In His divinity, it is His glory to conceal a matter. He is the one in whom are hidden all the treasures of wisdom and knowledge (Colossians 2:3). He is the Word who was with God and was God, privy to the secret counsels of the Trinity from all eternity. The wisdom of the cross was a mystery hidden for ages, a glorious plan concealed in the mind of God, what Paul calls the "hidden wisdom which God ordained before the world unto our glory" (1 Corinthians 2:7).
But in His humanity, as the Messianic King, it is His glory to search out a matter. He is the one who perfectly searches out the heart of man; He knows what is in us. He is the one who searches out the demands of justice and satisfies them completely on the cross. He is the one who searches out His lost sheep and brings them home. He is the ultimate investigator, the one who brings all hidden things to light. And on the last day, He will be the great Judge, who searches out every deed and every motive, and renders a perfect and righteous verdict.
And what of His heart? As the heavens are high and the earth is deep, so the heart of our King is unsearchable. His love is higher than the heavens. His wisdom is deeper than the earth. We will spend all of eternity searching out the glorious matters of His grace, and we will never reach the bottom. His heart is unsearchably rich, and yet He has revealed it to us in the gospel.

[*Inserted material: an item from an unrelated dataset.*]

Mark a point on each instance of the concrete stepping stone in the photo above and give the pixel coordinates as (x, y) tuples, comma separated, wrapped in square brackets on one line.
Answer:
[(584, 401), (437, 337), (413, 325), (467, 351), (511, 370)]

Therefore, we are to imitate our King. We are to worship the God whose ways are past finding out. And we are to take up our own royal and priestly task of searching things out. Search out the Scriptures. Search out the truth in a world of lies. Search out your own heart and bring it into conformity with His. Search out how to apply His Word to your family, your work, and your community. This is not a burden; it is our glory. For we are being trained to rule and reign with Him forever, and the training begins now, in the glorious task of searching out the matter.